Schiesser Lexicon - Yarn - Knitted Fabrics

KNITTED FABRICS
 

Knitted fabrics



A collective term for knitted, warped and crochet goods. In all 3 techniques, yarn is formed into fabric, bound together vertically, with the help of needles. Knitted and warped materials are manufactured differently.


In knitting, meshes are created individually one after the other, warp knitting manufactures a whole row of meshes at the same time. Looking at the material, one cannot recognize whether it was knitted or warped.

Knitted materials are created either flat or even round - as tubular fabrics.
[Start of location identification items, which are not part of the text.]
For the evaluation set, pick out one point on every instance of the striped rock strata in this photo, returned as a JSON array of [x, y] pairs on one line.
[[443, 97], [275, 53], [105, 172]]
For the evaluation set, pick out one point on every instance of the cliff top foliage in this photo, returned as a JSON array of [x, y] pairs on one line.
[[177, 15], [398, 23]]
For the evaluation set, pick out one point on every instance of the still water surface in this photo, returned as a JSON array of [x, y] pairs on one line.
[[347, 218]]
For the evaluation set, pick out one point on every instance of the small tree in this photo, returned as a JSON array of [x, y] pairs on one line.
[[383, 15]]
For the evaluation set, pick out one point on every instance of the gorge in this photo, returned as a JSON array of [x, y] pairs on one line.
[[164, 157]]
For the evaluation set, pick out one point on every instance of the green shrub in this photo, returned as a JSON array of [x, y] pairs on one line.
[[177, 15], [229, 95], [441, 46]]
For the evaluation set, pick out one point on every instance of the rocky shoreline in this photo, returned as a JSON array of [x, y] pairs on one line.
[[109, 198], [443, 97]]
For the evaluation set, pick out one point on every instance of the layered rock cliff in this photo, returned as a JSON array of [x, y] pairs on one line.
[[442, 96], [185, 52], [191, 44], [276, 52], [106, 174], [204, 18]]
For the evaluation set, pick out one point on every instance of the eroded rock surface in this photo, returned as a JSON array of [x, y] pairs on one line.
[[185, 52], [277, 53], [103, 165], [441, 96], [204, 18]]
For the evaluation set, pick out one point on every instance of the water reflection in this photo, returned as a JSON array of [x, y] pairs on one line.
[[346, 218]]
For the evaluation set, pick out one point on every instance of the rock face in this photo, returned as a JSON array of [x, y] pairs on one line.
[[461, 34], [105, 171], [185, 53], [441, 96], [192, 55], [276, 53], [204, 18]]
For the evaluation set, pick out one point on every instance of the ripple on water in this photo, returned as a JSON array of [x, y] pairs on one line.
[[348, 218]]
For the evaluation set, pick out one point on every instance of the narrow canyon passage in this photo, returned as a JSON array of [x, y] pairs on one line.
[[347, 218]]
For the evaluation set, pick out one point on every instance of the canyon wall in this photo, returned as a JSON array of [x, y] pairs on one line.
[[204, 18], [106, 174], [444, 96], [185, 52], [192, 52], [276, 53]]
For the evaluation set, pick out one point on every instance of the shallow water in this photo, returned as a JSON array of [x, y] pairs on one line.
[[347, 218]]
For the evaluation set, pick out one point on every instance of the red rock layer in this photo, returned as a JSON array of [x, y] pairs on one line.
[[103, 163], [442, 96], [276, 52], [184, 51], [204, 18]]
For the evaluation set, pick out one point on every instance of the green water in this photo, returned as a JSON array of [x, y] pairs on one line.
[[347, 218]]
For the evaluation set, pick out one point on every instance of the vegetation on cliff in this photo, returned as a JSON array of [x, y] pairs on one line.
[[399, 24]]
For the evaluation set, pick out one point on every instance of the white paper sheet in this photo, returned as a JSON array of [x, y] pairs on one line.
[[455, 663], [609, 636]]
Most knitted surfaces are created in a so-called one-thread system.


Just like hand knitting, a thread runs through the fabric, is laid in a ‘bow’ and this bow (mesh) is attached to each other, result - a knitted surface.

It is totally different in warp-weft fabrics (see knitted binding). Here another visual appearance and function is created.

Underwear materials are nearly always created as tubular fabrics. Theoretically, a thread is built, then a spiral and then the tubular fabric through the knitting. On the basis of rentability the tube is built with not just one, but with as many threads as possible - the one-thread systems run after each other.

One requires knitting needles for building meshes (e.g. hook or tongue needles). The thread is led from needle to needle (laid in a bow) and the bowed thread row is bound together as a knitted surface with the help of these same needles.